De-Anonymizing Social Networks: FAQ
Last update: May 8, 2009Social network users don't care about their privacy.
Furthermore, while the popular meaning of the term "social network" refers to online social networks or social-network services, we use the term in its technical sense, which is much broader. For example, it encompasses phone-call graphs and other networks such as this sexual network. See the survey in our paper for more examples.
A distinction must also be made between semi-public and public information. Users of online social networks take comfort in the fact that only their friends can see some or all of the information they share, no matter how loosely the term "friend" may be defined in this context. Many individuals who share information with their online friends are not comfortable sharing it with the entire world. This difference is captured by the emerging paradigm of contextual integrity, which aims to formalize individuals' privacy expectations for information transmission in various contexts.

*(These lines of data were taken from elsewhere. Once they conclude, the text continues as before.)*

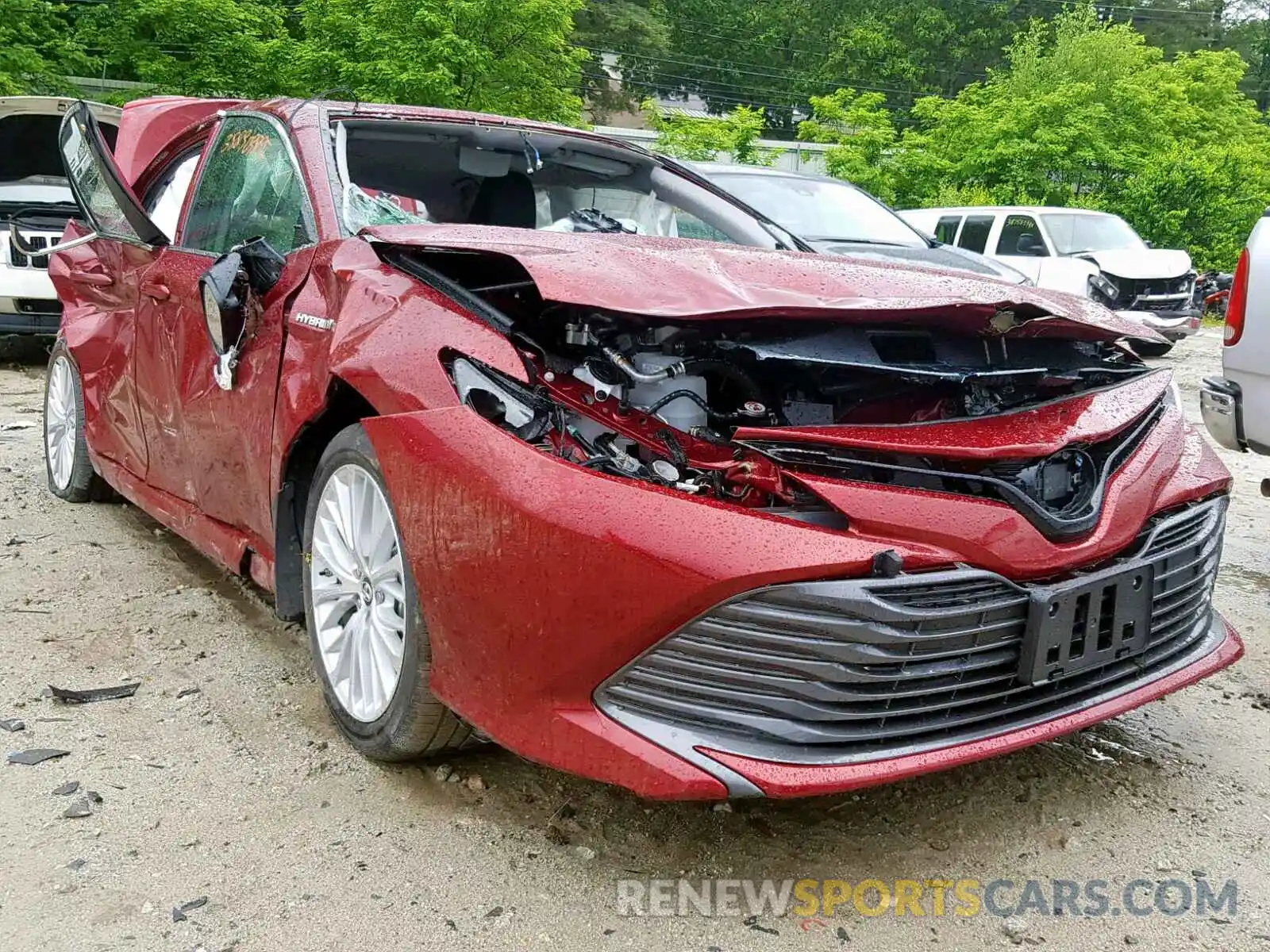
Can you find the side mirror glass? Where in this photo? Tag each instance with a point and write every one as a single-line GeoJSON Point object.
{"type": "Point", "coordinates": [262, 263]}
{"type": "Point", "coordinates": [232, 291]}
{"type": "Point", "coordinates": [222, 290]}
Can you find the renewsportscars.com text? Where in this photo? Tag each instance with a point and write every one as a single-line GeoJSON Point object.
{"type": "Point", "coordinates": [933, 896]}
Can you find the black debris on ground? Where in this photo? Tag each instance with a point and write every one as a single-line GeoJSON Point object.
{"type": "Point", "coordinates": [178, 914]}
{"type": "Point", "coordinates": [752, 923]}
{"type": "Point", "coordinates": [69, 696]}
{"type": "Point", "coordinates": [29, 758]}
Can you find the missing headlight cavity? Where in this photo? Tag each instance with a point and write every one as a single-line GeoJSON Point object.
{"type": "Point", "coordinates": [660, 400]}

Twitter and Flickr are public networks. Where's the privacy breach?
We are computer scientists, not attackers. Our motivation was not to breach anyone's privacy, but to demonstrate the efficacy and practicality of de-anonymization in the context of social networks. This would not have been possible with non-public networks, because we would not have been able to measure the success of our de-anonymization algorithm.

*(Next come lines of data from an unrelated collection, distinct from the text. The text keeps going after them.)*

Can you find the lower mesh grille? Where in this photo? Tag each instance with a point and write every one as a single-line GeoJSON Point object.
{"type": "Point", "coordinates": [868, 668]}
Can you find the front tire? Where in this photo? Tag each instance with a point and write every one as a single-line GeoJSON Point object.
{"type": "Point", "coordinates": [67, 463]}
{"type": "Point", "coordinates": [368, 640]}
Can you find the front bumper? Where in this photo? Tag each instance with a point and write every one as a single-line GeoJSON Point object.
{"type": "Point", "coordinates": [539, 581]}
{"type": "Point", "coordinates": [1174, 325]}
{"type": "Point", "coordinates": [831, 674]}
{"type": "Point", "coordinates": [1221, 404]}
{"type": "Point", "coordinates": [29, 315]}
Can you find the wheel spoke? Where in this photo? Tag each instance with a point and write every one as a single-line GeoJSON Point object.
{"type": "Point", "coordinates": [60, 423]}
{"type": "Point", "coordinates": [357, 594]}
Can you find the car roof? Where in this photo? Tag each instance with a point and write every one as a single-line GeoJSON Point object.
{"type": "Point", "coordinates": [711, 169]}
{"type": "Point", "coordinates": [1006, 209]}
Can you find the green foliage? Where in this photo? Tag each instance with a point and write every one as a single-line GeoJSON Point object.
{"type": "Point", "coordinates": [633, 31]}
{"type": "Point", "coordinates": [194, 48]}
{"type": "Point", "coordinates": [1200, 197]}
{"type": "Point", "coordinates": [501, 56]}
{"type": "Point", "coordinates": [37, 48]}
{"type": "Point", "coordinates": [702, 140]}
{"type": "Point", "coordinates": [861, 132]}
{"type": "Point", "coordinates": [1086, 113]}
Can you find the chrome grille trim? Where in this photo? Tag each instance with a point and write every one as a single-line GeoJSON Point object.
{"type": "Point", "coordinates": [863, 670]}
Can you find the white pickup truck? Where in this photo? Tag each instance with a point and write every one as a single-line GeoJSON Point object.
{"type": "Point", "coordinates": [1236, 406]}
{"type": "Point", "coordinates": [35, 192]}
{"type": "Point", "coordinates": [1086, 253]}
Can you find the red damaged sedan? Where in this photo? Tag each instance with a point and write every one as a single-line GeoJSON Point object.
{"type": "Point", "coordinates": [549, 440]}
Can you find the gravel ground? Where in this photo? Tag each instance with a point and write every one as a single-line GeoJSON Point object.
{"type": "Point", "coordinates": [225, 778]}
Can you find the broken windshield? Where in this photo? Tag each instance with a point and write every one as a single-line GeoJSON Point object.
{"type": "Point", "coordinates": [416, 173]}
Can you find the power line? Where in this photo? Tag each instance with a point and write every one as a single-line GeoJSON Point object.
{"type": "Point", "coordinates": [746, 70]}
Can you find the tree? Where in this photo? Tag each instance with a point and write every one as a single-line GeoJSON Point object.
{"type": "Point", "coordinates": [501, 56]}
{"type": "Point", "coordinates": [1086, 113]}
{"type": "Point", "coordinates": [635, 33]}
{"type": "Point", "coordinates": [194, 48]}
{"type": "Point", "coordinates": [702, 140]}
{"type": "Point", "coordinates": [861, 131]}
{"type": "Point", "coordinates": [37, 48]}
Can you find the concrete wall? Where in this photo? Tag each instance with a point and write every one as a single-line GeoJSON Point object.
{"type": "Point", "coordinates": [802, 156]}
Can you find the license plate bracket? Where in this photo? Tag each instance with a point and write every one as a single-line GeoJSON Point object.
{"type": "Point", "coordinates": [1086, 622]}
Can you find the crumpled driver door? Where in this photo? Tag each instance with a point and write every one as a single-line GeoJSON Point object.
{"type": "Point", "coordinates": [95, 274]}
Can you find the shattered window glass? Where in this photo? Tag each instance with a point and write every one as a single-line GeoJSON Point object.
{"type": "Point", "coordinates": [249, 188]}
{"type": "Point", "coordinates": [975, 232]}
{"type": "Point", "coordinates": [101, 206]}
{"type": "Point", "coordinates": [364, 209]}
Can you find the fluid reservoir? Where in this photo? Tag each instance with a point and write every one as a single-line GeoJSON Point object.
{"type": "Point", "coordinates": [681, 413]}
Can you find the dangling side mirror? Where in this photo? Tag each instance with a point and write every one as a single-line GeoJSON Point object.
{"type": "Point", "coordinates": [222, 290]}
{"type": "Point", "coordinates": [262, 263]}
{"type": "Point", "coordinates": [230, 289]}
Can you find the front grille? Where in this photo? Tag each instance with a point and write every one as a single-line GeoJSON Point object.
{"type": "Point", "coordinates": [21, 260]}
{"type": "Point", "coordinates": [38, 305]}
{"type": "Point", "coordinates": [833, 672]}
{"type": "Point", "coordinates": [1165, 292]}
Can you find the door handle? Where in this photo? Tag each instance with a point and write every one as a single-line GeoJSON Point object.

While Flickr and Twitter afforded a small, feasible case study, our algorithm can be applied to any two social networks as long as some small fraction of their edges captures real-life relationships.
Who would want to de-anonymize a social network graph and why?
We describe several scenarios in the paper.
The strongest adversary is a government-level agency interested in global surveillance. Its objective is large-scale collection of detailed information about as many individuals as possible. Another attack scenario involves abusive marketing. If an unethical company were able to de-anonymize the graph using publicly available data, it could engage in abusive marketing aimed at specific individuals. Phishing and spamming also gain from social-network de-anonymization. Using detailed information about the victim gleaned from his or her de-anonymized social-network profile, a phisher or a spammer will be able to craft a highly individualized, believable message (cf. [JJJM07]). Yet another category of attacks involves targeted de-anonymization of specific individuals by stalkers, investigators, nosy colleagues, employers, and neighbors. Their objective is to use this information to recognize the victim's node in the anonymized network and to learn sensitive information about her, including all of her social relationships in that network.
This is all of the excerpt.